I Am Cuba (1964)
8/10
Overwhelming propaganda
19 May 2020
I still remember the excitement when I saw this film for the first time in an arthouse in the '90s. The film had just undergone a restauration financed by Martin Scorsese and Francis Ford Coppola.

Director Mikhail Kalatozov is known for "The cranes are flying" (1957). A film critical on the Soviet system and characteristic of the greater artistic freedom of the Chroesjtsjov years. In 1964 the Chroesjtsjov years are over, the Brezjnev years are begun, and Kalatozov is making a propaganda movie.

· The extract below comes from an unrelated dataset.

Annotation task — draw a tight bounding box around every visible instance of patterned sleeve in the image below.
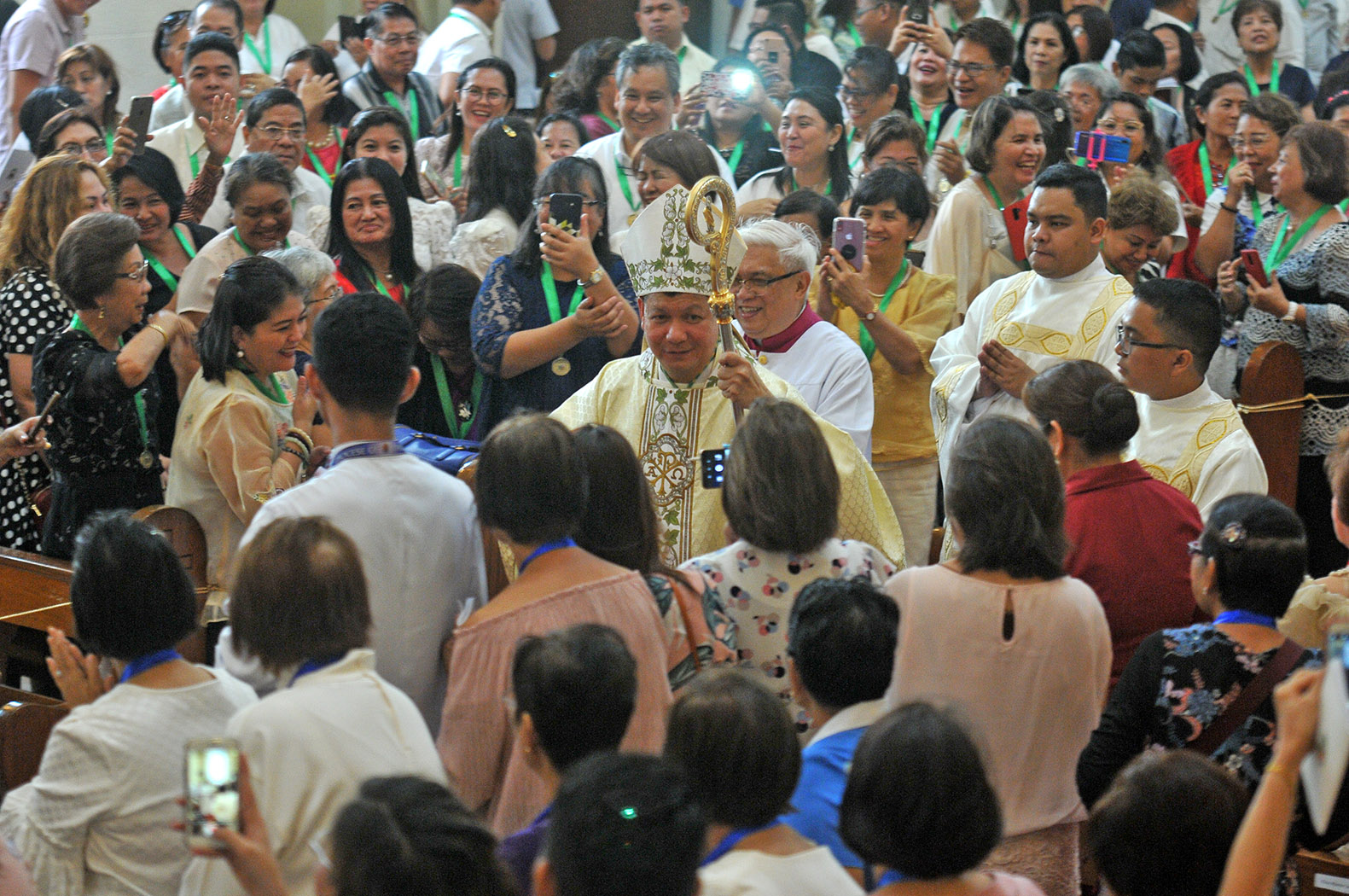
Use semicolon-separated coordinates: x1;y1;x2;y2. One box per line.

But what for a propaganda movie! The film consists of four episodes. Two episodes about Americans misbehaving themselves in Cuba, and two episodes idolizing the liberator Castro. Particularly the first two episodes on the Americans make an impression. In the beginning there is a scene where the camara moves between a partying crowd and ends underwater in a swimming pool, and that in a time long before the handheld camera!

But in 1964 Castro was no longer a liberator but the new dicatator, and the Cubans did not warm up for the story the movie told them. After circulation in Soviet cinema's "Soy Cuba" went to the attic of film history, until Martin Scorsese and Francis Ford Coppola gave the film a second life.